Aのラーメン屋は…?判明した借用書の致命的ミス
「え…?」
もちろん評判は気になっていたので、Aの経営するラーメン屋の口コミ情報はよくチェックしていたのですが、平成29年8月にそのラーメン屋が閉店になった記事が掲載されていたのです。寝耳に水でした。
あわてて共通の知人何人かに連絡をとって尋ねたものの、誰もAと連絡がとれないとのことでした。今まで住んでいたところから姿を消し、いわば行方不明になっていました。
2 保証人には簡単には請求できない!?
私は本当に心配になり、どうすればいいか聞きたくて弁護士に相談に行きました。特に、Aが行方不明になった場合でも、保証人である兄Bからお金をもらえるのか不安だったからです。

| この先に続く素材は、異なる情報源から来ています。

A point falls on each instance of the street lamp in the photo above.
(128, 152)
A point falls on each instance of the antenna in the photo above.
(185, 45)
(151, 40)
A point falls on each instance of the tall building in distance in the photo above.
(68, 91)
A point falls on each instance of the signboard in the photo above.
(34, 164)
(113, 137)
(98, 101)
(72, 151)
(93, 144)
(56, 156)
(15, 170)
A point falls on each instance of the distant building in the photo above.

「Aさんが行方不明であっても、たとえ死亡していても、お兄さんの保証人としての効果は消えません。ですが…」
「ですが、なんでしょうか?」
「この『保証人』という記載では、お兄さんには簡単には請求できないのですよ。『連帯保証人』と書いてもらうべきだったのです。連帯保証ではない単純な保証の場合は、先にAさんに請求をするか、行方不明であることを証明しなければいけません。仮にうまくいってお兄さんに請求したとしても、『Aには財産があるはずだ。まずAに強制執行をしてくれ』と反論される可能性もあります」
私は愕然としました。
しかも、もし兄Bに預金等の財産がない場合には、裁判をしてBの家を強制競売させる必要があるというのです。私が軽々しくAに貸してしまったこともあり、そこまでするべきなのか迷いつつ、途方にくれています。
3 保証とは
保証契約とは、主たる債務の履行を担保とすることを目的として、債権者と保証人との間で締結する契約です。主たる債務、すなわち大元の債務があることを前提に、その支払いがない場合に保証人が保証債務を支払う責任を負うことを内容とします。
本件ではAが主たる債務者、兄Bが保証人ということになります。